Abstract
La comprensione e la valutazione precisa del livello di dolore sono fattori chiave nella terapia di riabilitazione. Il dolore è un’esperienza complessa e soggettiva che è influenzata dalle emozioni e dalle condizioni di salute di un individuo. Sono stati sviluppati vari metodi per la valutazione quantitativa del livello di dolore; tuttavia, questi metodi hanno diversi svantaggi. In questo lavoro, abbiamo sviluppato un dispositivo di misurazione del dolore per la valutazione quantitativa del dolore. Il sistema consiste di due parti, un componente per la stimolazione elettrica e un dolorimetro a pressione, per l’applicazione di due diverse sollecitazioni. Per quanto riguarda la stimolazione elettrica, il grado di dolore è valutato dalla corrente applicata. Anche la resistenza della pelle è stata analizzata applicando la corrente per eliminare gli effetti causati dalle condizioni della pelle. La stimolazione elettrica non ha indotto alcun cambiamento istologico o infiammazione nei tessuti. Utilizzando il dolorimetro a pressione, il livello di dolore è stato valutato in base al grado di infiammazione. Questo sistema potrebbe essere utilizzato per la valutazione quantitativa del dolore indotto da infiammazioni, ferite e altri fattori. Poiché il sistema descritto è il primo del suo genere, ci sono molti problemi che rimangono da risolvere. Tuttavia, con il continuo sviluppo, il nostro sistema potrebbe fornire una valutazione del dolore più accurata rimuovendo gli effetti delle condizioni della pelle e attraverso la convalida incrociata.
1. Introduzione
La valutazione della scala del dolore di un paziente è una questione importante durante la riabilitazione. Tuttavia, la misurazione del dolore è difficile perché è una sensazione complessa associata a caratteristiche ed esperienze personali. Sono stati sviluppati vari metodi per valutare la scala del dolore, tra cui Visual Analog Scale (VAS), Numerical Rating Scale (NRS), Verbal Rating Scale (VRS), FACES Pain Rating Scale (FPRS), e McGill Pain Questionnaire (MPQ). Tra questi, VAS e FPRS sono stati principalmente utilizzati in ambito clinico. La VAS è progettata come una linea retta di lunghezza fissa, 10 centimetri. Le estremità sono definite come i limiti estremi del parametro da misurare, orientati da “nessun dolore” al “peggior dolore immaginabile”. I pazienti segnano sulla linea corrispondente all’intensità del dolore che provano attualmente. La NRS istruisce i pazienti a scegliere un numero da 0 a 10 che meglio descrive la loro attuale intensità del dolore. 0 significa “nessun dolore” e 10 significa “il peggior dolore possibile”. Il VRS è un metodo di valutazione del dolore che è espresso in parole invece che in numeri. I pazienti scelgono una frase come nessun dolore, dolore moderato, dolore grave, dolore molto grave, e peggior dolore possibile per descrivere la loro sensazione di dolore. La FPRS è una scala del dolore a sei punti con sei diverse facce che rappresentano livelli di dolore crescenti. Ai pazienti viene chiesto di selezionare l’espressione che meglio caratterizza l’intensità del dolore, da “nessun dolore” a “dolore grave”. Tutti questi metodi sono soggettivi e dipendono dall’esperienza personale e dalle emozioni. Pertanto, ci sono notevoli variazioni individuali nel dolore valutato che risultano in una difficile valutazione quantitativa.

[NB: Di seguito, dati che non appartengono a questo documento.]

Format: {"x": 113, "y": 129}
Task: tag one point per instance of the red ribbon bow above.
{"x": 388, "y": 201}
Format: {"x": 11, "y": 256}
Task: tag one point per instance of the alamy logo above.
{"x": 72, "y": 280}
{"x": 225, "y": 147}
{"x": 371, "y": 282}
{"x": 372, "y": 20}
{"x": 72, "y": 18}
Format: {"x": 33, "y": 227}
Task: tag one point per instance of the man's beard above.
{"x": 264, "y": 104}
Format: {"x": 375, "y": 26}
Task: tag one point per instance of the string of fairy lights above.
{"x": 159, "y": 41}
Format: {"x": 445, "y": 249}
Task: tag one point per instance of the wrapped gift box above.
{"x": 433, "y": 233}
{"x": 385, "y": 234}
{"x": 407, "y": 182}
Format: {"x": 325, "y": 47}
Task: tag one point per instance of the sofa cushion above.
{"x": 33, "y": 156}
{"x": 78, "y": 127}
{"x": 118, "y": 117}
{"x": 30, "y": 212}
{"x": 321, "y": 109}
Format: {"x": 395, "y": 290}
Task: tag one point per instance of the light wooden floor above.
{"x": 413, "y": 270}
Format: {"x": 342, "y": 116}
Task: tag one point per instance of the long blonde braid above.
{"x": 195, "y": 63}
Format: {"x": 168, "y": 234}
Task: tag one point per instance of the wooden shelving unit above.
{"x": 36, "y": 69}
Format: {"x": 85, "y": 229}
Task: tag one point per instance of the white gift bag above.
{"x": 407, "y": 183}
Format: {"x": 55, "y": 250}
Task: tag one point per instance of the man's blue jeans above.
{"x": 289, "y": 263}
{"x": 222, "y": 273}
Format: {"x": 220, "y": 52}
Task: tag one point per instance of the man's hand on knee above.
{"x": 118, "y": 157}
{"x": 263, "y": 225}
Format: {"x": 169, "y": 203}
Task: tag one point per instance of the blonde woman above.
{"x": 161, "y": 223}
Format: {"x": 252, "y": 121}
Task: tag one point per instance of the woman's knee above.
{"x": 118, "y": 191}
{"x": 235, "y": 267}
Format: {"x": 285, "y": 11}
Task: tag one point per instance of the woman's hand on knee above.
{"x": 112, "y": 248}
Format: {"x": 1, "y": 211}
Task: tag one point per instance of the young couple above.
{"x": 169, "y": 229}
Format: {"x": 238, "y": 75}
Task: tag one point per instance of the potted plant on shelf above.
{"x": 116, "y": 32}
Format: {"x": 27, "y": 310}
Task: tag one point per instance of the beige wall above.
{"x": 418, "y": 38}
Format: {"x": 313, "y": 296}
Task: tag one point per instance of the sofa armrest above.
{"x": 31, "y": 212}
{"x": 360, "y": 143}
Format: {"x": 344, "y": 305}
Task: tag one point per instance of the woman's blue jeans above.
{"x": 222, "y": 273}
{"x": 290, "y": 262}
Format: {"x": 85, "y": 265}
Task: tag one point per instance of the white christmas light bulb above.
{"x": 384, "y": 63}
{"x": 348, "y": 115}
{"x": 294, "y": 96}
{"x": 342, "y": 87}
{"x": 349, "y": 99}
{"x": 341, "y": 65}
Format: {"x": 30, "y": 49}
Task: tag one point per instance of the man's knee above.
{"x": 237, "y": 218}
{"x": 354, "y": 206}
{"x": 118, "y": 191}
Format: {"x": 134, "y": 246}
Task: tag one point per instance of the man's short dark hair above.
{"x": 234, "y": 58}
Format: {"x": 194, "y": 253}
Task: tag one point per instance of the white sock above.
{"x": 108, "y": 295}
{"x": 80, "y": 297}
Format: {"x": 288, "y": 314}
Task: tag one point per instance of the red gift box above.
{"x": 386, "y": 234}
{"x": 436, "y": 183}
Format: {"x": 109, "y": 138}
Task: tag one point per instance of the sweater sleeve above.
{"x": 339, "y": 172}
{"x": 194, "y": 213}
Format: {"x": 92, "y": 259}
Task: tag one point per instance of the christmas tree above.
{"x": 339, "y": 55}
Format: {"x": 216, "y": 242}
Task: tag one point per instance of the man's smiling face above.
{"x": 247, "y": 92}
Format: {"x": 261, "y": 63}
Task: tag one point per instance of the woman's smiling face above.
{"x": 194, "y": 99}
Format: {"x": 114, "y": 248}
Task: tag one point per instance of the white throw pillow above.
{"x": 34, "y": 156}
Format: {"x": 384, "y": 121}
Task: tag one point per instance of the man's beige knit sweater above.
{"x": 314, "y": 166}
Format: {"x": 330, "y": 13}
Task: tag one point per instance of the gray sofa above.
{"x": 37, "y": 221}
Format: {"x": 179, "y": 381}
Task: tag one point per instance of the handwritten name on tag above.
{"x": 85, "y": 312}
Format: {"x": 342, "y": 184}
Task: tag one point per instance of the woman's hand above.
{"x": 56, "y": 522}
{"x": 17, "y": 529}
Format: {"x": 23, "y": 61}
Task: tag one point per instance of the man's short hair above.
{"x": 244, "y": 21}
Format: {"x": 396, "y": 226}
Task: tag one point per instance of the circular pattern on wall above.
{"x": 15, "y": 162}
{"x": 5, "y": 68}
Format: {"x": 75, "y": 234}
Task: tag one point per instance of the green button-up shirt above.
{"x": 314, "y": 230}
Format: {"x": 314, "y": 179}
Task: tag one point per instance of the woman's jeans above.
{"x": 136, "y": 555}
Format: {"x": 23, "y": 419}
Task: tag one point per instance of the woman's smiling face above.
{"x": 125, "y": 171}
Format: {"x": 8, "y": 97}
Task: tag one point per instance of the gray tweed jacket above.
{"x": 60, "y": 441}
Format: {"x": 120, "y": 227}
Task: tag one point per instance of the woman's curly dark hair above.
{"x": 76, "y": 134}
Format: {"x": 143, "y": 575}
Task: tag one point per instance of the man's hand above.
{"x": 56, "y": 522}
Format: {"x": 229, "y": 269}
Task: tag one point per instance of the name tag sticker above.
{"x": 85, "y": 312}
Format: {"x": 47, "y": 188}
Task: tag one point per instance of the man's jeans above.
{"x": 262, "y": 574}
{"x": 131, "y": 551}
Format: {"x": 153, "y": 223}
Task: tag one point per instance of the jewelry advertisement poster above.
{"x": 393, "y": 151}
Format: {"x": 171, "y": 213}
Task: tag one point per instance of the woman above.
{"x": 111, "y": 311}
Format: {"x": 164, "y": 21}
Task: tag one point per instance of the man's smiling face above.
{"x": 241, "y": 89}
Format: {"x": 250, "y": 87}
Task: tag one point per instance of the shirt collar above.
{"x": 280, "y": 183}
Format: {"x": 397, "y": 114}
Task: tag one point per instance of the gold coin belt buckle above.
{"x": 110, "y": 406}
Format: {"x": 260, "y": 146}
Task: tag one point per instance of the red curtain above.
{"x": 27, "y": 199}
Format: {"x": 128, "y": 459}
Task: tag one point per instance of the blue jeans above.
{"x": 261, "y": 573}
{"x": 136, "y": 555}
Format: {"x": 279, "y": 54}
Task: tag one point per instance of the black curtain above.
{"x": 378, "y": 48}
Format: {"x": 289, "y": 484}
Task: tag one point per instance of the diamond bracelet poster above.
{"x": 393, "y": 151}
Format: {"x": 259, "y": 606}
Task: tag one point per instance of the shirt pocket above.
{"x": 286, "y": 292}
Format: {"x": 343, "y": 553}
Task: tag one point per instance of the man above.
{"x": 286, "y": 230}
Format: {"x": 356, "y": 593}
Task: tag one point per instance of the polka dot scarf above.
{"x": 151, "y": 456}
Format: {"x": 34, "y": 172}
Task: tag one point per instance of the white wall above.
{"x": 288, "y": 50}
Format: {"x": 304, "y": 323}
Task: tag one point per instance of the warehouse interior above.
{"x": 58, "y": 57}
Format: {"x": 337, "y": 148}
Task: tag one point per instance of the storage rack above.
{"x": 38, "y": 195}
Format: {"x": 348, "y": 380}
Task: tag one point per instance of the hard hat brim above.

Recentemente, è stato introdotto un metodo quantitativo di valutazione del dolore che utilizza la stimolazione elettrica. I dispositivi PainVision™ misurano la soglia di percezione e il dolore prodotto da una corrente elettrica. Questo sistema quantifica l’intensità del dolore confrontando il dolore sperimentato con l’intensità delle percezioni elettriche. La soglia di percezione indica la minima corrente elettrica percepita dall’individuo, e il dolore prodotto è definito come la massima corrente elettrica percepita dall’individuo. Tuttavia, la resistenza della pelle di un individuo può influenzare il risultato della misurazione elettrica.
I fattori più importanti nello sviluppo di un dispositivo di misurazione del dolore sono l’obiettività, la precisione e la valutazione quantitativa. PainVision è un sistema che permette ai pazienti di effettuare misurazioni indipendentemente dalla resistenza della pelle. La resistenza della pelle varia con le condizioni e l’ambiente del paziente. È difficile spiegare la correlazione con le misurazioni precedenti se il dolore viene misurato trascurando la resistenza della pelle. Ma, il nostro sistema misura dalla resistenza cutanea del paziente prima di misurare il dolore.
Dopo aver determinato il valore della resistenza cutanea di base del paziente, si misura il dolore. Cioè, il valore di resistenza della pelle è uno standard. Quando il valore di riferimento è preparato, una descrizione della correlazione dei valori del dolore misurati prima e dopo la misurazione del dolore diventa possibile.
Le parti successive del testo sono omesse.